Le SDF, parti historique de l’opposition au Cameroun, traverse une phase de transition. Joshua Osih, qui en a pris les rênes, entend insuffler une dynamique nouvelle. Sa campagne s’appuie sur des promesses concrètes : relance économique, sécurité renforcée et gouvernance transparente. « Nous ne sommes plus dans l’ère des discours creuses », insiste-t-il, soulignant l’urgence d’agir.

Les enjeux sont de taille. Bamenda, ville stratégique du Nord-Ouest, cristallise les frustrations d’une population lasse des conflits récurrents. Le SDF mise sur une alliance avec les acteurs locaux pour inverser la tendance et offrir une alternative crédible.

Les défis d’une reconquête

Pourtant, la tâche s’annonce ardue. Les défis sont multiples : divisions internes, concurrence politique et contexte sécuritaire instable. Osih reconnaît ces obstacles mais affiche une détermination sans faille. « Chaque étape sera franchie avec pragmatisme et détermination », assure-t-il.

Les observateurs s’interrogent : cette campagne parviendra-t-elle à fédérer au-delà des clivages traditionnels ? Une chose est sûre, le SDF mise gros sur Bamenda pour redéfinir son avenir politique.

Yaoundé, épicentre d’une stratégie nationale

Le siège du SDF à Yaoundé est devenu le point de départ d’une mobilisation qui dépasse les frontières du Nord-Ouest. Joshua Osih a réuni ses troupes pour une campagne nationale, avec un message central : « Le Cameroun mérite mieux ».

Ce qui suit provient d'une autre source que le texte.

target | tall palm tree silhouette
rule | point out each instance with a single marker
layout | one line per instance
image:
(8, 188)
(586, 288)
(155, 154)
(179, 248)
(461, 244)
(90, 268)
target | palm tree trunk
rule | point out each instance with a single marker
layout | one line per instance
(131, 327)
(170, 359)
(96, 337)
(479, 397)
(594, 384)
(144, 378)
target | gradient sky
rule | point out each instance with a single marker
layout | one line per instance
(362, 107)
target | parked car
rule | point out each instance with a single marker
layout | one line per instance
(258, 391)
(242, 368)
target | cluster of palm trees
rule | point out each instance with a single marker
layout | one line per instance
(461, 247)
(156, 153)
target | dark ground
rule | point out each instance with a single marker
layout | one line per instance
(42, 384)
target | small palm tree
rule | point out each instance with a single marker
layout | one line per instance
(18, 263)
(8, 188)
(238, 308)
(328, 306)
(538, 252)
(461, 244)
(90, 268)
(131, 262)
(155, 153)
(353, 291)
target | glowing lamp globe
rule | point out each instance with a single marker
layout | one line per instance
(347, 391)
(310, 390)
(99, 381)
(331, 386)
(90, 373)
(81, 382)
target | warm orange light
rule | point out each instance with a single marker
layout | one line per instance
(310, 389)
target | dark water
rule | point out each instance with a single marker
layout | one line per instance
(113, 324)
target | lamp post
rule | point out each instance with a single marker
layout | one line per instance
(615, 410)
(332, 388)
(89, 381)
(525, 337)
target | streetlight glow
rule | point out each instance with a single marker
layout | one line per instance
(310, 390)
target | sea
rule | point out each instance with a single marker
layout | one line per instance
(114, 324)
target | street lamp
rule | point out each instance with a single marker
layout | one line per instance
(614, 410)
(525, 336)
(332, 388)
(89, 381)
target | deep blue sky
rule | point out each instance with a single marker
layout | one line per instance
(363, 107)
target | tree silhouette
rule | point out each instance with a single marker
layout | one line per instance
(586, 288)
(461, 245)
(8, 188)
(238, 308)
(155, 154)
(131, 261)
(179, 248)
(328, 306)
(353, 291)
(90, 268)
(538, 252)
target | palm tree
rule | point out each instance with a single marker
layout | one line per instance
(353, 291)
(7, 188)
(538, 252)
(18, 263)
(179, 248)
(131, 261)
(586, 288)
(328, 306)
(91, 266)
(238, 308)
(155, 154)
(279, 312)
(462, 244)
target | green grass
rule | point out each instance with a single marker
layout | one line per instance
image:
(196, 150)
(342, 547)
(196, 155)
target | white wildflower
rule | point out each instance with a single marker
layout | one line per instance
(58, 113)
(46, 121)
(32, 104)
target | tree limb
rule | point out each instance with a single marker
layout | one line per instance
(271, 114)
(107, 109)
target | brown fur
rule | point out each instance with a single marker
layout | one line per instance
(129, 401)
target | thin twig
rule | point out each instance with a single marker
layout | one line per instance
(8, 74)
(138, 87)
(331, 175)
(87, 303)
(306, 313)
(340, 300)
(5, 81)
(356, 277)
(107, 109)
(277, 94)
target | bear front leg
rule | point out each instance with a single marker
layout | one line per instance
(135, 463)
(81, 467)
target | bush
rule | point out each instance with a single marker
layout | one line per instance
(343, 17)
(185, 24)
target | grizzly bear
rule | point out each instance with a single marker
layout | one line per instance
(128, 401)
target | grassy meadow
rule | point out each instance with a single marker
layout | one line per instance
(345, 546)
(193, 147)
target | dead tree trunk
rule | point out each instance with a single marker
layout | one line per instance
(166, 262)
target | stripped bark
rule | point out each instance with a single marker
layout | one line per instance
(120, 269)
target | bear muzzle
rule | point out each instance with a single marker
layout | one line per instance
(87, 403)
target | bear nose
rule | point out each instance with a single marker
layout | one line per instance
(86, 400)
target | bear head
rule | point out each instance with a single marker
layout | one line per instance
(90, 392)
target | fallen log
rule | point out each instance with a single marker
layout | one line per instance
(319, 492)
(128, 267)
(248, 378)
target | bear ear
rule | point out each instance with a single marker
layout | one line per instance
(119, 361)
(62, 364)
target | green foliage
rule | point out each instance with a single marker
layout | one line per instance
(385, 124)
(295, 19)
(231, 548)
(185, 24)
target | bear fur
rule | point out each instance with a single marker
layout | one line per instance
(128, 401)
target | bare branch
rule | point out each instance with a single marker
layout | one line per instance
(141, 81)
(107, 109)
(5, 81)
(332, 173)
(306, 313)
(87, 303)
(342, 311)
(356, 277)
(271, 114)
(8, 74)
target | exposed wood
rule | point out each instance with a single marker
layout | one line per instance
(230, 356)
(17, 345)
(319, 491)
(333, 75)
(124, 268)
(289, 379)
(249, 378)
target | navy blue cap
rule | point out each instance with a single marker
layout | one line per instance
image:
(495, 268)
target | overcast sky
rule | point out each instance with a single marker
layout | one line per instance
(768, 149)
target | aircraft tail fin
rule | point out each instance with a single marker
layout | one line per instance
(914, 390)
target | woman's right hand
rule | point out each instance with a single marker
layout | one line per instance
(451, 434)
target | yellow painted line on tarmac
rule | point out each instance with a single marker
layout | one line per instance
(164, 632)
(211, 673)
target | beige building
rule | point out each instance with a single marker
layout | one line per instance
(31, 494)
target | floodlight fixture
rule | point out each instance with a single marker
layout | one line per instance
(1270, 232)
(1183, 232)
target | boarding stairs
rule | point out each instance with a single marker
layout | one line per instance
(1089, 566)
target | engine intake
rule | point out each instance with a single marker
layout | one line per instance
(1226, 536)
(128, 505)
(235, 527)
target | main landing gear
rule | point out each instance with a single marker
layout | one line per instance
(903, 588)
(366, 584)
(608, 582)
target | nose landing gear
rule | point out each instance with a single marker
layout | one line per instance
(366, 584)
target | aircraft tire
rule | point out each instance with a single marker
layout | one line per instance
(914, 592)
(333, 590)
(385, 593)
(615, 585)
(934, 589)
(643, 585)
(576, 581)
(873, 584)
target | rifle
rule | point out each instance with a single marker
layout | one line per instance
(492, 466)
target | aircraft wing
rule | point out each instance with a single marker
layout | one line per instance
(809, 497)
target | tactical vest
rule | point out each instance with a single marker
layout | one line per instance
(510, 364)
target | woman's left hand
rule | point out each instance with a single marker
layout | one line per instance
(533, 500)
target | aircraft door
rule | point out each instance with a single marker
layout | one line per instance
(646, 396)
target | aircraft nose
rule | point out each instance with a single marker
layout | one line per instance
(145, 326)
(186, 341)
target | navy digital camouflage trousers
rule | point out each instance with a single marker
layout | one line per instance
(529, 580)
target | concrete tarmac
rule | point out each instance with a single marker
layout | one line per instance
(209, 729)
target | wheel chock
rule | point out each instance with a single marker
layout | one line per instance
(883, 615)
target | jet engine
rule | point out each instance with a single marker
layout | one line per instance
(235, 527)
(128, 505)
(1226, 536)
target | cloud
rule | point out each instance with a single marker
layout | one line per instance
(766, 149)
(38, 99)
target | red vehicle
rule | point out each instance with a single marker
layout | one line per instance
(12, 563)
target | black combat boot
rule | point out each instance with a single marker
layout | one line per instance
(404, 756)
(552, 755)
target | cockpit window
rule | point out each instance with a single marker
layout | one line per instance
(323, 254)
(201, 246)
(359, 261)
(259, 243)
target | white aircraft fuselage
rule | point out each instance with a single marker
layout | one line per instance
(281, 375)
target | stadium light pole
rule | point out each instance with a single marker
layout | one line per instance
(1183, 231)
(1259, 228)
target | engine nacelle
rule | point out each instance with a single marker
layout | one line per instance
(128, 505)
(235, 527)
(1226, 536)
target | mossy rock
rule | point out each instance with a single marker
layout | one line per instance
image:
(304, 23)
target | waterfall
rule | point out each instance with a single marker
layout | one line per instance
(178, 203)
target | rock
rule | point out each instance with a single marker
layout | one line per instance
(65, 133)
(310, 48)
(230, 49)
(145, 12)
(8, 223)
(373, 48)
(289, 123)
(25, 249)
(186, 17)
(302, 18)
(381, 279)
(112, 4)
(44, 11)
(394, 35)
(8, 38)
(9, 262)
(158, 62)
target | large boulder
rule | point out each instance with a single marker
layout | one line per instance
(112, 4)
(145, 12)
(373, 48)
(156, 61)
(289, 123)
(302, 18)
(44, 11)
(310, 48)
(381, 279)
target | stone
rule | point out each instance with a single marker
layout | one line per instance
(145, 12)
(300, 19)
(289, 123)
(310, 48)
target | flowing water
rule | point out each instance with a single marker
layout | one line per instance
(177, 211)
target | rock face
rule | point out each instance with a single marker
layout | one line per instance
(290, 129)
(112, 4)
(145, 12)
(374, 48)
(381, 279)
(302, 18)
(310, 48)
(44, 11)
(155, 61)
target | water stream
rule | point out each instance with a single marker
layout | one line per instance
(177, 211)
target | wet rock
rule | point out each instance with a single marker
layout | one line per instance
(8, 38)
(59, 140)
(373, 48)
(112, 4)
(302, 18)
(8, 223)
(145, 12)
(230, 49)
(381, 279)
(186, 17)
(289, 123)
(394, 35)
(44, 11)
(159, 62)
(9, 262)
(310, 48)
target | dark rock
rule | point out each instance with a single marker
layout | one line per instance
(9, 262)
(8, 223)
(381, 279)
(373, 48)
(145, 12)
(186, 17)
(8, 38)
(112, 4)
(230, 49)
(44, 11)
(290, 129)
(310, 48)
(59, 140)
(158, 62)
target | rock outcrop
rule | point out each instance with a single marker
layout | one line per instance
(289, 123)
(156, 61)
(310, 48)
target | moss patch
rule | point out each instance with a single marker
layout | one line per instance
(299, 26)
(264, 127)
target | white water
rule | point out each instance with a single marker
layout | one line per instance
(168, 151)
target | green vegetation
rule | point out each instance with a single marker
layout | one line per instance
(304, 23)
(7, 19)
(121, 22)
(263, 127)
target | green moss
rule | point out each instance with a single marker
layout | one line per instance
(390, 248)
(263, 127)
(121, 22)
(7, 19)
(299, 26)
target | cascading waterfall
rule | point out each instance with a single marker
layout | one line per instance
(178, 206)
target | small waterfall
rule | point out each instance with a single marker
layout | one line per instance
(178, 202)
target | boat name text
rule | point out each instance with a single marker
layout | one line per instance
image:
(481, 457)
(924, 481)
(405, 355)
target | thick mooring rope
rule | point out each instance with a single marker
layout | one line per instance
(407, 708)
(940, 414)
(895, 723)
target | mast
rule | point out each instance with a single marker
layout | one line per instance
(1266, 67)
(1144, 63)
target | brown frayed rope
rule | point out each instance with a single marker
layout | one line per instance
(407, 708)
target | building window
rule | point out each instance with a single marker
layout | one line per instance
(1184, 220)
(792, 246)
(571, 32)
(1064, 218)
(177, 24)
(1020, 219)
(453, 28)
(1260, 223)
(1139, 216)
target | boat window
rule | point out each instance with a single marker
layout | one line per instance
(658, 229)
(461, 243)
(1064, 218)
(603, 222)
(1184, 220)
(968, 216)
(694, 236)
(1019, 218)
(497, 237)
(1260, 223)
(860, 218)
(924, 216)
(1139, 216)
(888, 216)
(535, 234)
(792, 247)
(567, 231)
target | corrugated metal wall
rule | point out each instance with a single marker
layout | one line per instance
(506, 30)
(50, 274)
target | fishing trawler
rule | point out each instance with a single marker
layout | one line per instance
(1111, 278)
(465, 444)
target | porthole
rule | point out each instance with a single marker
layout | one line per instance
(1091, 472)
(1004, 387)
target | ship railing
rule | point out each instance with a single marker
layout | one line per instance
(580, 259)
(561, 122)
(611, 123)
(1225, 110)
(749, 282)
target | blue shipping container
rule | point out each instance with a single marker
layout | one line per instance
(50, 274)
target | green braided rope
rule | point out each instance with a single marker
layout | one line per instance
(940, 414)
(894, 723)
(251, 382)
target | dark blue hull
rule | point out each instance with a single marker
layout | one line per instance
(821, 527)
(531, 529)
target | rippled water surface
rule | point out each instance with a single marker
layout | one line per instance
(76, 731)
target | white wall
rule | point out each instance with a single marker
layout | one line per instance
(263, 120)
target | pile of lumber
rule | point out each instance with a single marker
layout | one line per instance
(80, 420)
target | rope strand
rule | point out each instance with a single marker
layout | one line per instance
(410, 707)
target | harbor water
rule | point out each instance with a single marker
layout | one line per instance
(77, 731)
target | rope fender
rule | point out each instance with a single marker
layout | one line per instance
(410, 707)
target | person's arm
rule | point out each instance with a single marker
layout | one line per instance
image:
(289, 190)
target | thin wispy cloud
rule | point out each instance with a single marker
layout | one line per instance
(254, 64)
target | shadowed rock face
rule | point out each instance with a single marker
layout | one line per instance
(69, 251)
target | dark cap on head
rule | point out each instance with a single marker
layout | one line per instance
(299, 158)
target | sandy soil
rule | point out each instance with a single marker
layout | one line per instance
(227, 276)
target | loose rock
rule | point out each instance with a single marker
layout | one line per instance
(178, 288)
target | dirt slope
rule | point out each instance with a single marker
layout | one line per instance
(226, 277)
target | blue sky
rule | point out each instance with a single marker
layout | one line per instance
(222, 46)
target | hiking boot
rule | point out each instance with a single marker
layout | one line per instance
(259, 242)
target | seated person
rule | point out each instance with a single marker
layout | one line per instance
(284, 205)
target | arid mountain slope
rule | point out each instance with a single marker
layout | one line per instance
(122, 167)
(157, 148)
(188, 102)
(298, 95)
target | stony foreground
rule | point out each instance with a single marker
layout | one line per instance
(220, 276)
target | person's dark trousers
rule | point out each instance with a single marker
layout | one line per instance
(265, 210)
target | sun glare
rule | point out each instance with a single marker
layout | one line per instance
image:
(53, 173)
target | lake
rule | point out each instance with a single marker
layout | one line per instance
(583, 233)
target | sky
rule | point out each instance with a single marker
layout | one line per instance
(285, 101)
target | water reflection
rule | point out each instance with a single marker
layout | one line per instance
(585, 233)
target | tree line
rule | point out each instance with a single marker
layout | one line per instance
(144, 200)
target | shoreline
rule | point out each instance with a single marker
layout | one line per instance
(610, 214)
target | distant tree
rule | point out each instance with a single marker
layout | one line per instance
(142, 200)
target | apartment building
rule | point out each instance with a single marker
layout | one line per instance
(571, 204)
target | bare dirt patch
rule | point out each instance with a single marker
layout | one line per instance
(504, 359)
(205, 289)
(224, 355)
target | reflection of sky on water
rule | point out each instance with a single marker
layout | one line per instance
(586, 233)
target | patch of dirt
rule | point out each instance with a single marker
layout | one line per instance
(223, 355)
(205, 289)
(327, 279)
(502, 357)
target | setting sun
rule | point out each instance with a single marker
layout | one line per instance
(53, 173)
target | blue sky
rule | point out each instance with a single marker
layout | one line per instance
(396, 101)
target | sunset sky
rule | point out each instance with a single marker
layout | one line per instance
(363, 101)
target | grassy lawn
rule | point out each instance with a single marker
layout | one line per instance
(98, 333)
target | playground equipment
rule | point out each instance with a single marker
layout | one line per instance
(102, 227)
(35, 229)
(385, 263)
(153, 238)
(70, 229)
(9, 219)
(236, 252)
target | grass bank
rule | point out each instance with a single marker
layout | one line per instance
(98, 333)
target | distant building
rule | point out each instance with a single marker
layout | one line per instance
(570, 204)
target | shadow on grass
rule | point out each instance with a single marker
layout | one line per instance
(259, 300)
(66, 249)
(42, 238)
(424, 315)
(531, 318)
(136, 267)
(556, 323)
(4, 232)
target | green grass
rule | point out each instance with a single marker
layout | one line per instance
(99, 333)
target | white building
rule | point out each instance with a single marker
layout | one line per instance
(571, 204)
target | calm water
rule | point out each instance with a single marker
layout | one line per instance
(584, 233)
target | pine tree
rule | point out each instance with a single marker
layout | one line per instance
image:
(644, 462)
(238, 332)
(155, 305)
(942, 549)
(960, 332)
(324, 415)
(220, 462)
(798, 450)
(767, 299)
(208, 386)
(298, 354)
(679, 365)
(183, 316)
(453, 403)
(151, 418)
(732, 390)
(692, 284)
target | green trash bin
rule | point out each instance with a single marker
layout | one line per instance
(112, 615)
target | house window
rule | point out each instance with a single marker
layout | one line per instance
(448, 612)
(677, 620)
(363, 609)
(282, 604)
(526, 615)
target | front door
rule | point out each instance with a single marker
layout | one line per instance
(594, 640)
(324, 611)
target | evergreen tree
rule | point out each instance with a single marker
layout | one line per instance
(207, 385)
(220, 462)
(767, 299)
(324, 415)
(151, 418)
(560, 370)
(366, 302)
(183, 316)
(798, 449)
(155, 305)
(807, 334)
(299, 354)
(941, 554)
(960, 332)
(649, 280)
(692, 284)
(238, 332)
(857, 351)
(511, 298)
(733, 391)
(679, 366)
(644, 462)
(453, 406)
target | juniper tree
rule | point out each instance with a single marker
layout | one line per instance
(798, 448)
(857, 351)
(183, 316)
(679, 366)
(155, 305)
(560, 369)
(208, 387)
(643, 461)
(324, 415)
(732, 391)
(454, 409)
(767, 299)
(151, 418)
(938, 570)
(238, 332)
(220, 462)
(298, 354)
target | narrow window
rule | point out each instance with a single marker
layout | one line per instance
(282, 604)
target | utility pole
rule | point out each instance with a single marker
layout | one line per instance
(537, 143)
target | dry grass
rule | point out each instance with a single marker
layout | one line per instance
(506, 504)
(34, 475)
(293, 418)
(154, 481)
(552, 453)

Les militants sont appelés à sillonner le pays pour porter cette vision. « Nous devons montrer que le changement est possible », martèle Osih. Le parti mise sur une stratégie de terrain, combinant meetings populaires et actions ciblées.

Un engagement qui interpelle

La campagne « take back Bamenda » ne se limite pas à un slogan. Elle s’accompagne de propositions précises : création d’emplois, amélioration des infrastructures et renforcement de la décentralisation. Osih insiste sur l’importance de l’autonomie locale pour apaiser les tensions. « Le pouvoir doit revenir aux citoyens », plaide-t-il.

Les premières étapes de la mobilisation ont déjà commencé. Les militants du SDF sont en première ligne, porteurs d’un message d’espoir pour une région en quête de stabilité. Leur détermination sera-t-elle suffisante pour convaincre ? La réponse se dessinera dans les semaines à venir.

Bamenda, symbole d’une bataille politique

Bamenda incarne aujourd’hui bien plus qu’une ville : elle symbolise les espoirs et les défis du Cameroun. Joshua Osih en a fait le cœur de sa stratégie, conscient que sa reconquête politique passe par une victoire symbolique.

Le SDF mise sur une offensive médiatique et politique pour marquer les esprits. « Nous ne lâcherons rien », promet Osih. Les prochains mois seront décisifs pour ce parti qui cherche à se réinventer.

Une chose est certaine : la bataille pour Bamenda s’annonce comme un tournant dans la vie politique camerounaise. À suivre de près.